Grace McCleen’s third novel, The Offering, returns to the territory of her award-winning debut, The Land of Decoration, which announced her in 2012 as a significant talent, drawing praise from the likes of Hilary Mantel and AS Byatt for her assured voice. Her second book, The Professor of Poetry, followed in 2013, and The Offering completes a trio of novels she finished in 2010 since when, according to a recent interview, she has written nothing more.
Her narrator, Madeline Adamson, begins her story from a solitary room in Lethem Park mental infirmary, shortly after what she describes as “an incident” between herself and Dr Lucas, the psychiatrist who has been experimenting with a radical hypnotherapy treatment to uncover the trauma that precipitated Madeline’s admittance to Lethem Park some two decades earlier, at the age of 14. Madeline cannot or will not recall what happened to her on the night she was found wandering along a lonely beach road, covered in blood; nor can she remember what exactly occurred with Dr Lucas to have brought her treatment to such an abrupt end. The narrative that follows is an incremental unfolding of events in past and present, leading to a double revelation. But Lethem Park shares its name with the mythological river in Hades, a bit of symbolism the author has flagged up in an epigraph, lest we miss it; this is a novel about the nature of memory. “Forgetting is the precondition of existence; we forget to stay alive, filter the necessary from the unnecessary, the bearable from that which can’t be borne; whether or not we are aware of it, we leave what we have to the dark,” Madeline observes. (Her own name is also heavy with symbolism in the literature of memory.)
In common with 10-year-old Judith, the narrator of The Land of Decoration, and McCleen herself, Madeline’s childhood has been shaped by the fundamentalist evangelical beliefs of her family, which have led to extreme isolation. As she turns 14, she and her parents move to a farm on a remote island at the insistence of her intractable father, who believes he has been led there by God. To keep her from the influence of unbelievers, Madeline does not attend school, but spends her days roaming the countryside with her dog, Elijah. In her ignorance, she concludes that her tentative sexual awakening is a religious ecstasy. Her connection with nature verges on hallucinatory, communicated in luminous, lyrical descriptions that capture all the intensity of adolescent solipsism.
As Madeline retreats further into that past through the hypnotherapy and the entries in her teenage diary, so her present reality begins to blur and her detached, mocking observations of Lucas and his methods give way to a more agitated voice that winds tighter with expertly controlled tension as it heralds the moment of crisis.

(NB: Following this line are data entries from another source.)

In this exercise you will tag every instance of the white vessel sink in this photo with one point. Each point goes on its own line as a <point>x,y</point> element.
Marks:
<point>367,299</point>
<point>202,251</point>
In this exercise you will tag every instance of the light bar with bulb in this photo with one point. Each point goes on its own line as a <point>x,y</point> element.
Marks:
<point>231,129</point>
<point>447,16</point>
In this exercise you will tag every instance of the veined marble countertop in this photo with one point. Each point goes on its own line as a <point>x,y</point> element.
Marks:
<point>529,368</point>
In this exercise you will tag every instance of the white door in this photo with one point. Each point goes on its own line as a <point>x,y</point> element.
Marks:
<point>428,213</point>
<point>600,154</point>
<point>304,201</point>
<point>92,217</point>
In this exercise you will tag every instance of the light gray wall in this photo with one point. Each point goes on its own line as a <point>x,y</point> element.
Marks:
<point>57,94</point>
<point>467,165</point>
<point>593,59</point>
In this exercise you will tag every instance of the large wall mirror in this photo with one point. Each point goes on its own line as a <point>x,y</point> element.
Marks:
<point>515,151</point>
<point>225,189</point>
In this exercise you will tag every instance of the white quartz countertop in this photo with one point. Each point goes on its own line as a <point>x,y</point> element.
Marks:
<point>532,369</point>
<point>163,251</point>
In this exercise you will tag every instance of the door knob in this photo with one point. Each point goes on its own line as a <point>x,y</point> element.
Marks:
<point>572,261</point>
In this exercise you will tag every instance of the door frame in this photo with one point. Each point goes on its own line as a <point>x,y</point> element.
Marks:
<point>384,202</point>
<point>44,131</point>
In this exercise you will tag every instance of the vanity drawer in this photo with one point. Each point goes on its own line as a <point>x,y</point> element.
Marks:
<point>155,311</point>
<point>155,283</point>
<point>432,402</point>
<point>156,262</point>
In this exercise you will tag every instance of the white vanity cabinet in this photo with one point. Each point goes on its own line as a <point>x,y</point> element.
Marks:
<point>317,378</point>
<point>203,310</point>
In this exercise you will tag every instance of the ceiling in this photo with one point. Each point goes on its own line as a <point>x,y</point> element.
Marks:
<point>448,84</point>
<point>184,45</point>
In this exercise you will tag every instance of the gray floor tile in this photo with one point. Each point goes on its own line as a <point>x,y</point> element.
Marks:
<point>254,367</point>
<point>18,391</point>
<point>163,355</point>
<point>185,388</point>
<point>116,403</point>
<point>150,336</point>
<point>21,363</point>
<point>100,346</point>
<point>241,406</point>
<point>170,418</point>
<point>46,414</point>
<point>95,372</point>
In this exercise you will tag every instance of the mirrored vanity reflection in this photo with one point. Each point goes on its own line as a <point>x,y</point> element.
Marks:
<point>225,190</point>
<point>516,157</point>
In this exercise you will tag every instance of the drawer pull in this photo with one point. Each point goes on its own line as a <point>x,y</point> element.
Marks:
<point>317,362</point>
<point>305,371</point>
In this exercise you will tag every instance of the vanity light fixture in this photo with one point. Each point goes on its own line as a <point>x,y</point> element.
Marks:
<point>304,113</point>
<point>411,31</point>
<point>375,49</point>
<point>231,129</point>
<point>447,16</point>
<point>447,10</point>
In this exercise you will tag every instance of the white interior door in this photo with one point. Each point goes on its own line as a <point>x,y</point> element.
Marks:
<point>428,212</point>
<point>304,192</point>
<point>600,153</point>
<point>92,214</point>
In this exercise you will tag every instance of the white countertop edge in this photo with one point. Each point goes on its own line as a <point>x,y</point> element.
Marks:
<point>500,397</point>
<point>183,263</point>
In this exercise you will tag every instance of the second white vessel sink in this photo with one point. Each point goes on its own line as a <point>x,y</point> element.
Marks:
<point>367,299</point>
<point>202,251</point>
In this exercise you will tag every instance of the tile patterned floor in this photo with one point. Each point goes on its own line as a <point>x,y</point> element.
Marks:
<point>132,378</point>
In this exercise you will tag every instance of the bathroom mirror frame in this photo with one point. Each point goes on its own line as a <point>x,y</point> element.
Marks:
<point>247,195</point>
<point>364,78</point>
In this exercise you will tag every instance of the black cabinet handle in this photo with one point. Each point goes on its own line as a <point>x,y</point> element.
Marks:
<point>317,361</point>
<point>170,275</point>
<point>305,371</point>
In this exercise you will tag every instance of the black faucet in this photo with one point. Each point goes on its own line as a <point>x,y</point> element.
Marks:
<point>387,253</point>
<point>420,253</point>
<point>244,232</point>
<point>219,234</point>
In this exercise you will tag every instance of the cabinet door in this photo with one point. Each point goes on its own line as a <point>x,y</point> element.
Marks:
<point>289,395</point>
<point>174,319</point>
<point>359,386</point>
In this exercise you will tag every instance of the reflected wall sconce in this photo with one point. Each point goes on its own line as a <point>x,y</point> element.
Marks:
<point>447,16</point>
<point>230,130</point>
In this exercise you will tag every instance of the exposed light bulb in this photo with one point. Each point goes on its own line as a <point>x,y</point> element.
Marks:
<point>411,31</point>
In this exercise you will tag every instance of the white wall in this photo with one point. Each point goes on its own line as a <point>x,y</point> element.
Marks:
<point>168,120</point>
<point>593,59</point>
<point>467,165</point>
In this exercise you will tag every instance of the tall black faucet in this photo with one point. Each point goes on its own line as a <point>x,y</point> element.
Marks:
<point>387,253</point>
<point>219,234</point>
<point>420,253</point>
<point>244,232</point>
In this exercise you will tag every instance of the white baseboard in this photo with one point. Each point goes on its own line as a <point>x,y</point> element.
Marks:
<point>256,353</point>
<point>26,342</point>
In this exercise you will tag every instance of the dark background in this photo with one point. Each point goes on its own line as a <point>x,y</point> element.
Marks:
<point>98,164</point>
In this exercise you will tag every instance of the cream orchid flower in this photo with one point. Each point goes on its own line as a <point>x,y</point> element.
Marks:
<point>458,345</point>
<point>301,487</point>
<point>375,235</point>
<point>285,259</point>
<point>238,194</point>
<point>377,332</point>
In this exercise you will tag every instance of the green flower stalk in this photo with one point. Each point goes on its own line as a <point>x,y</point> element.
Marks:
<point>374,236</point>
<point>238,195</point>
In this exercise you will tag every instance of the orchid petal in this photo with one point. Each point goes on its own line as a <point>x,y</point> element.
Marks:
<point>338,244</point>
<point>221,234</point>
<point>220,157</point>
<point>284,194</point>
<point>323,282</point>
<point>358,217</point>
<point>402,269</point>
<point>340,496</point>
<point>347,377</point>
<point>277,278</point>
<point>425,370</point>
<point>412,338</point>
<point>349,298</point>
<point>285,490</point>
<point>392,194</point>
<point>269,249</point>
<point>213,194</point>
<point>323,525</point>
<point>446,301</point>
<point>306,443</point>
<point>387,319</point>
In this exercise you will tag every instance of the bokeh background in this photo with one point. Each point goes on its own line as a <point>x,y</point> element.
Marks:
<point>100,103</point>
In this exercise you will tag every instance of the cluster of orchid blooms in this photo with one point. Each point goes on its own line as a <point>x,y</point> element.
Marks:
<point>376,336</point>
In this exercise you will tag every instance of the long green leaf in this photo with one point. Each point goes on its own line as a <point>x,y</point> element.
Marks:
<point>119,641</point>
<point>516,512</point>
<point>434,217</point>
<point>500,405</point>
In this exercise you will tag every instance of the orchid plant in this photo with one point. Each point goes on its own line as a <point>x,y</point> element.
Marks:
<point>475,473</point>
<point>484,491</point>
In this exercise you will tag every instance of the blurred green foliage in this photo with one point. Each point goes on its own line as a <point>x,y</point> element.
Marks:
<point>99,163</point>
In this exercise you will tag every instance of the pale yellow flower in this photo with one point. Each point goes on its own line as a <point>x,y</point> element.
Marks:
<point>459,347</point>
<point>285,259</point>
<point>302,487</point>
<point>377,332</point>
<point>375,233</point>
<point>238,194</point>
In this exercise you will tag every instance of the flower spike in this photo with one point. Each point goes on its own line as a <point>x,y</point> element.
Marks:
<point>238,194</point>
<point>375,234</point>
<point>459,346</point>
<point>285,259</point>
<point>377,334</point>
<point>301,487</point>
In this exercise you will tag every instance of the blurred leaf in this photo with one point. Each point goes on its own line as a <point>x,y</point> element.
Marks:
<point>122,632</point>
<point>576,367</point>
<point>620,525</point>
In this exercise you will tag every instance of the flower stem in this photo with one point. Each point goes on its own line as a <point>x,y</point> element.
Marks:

That McCleen is a writer of exceptional gifts is beyond doubt. Her prose can soar in moments of breathtaking beauty, most particularly when she turns a poet’s eye on the landscape, though a minor criticism is that there’s a surfeit of these passages. But she writes equally viscerally about her narrator’s emotional terrain, depicting claustrophobia, shame and terror so painfully it makes your skin itch. The Offering is an immersive and often uncomfortable read, and it is hard not to conclude that its intensity is born of the author’s personal knowledge of aspects of Madeline’s history. But there is such a fluency and authority to her writing that, even if she continues to draw on her own experience, it is to be hoped that she will find there many more stories to tell.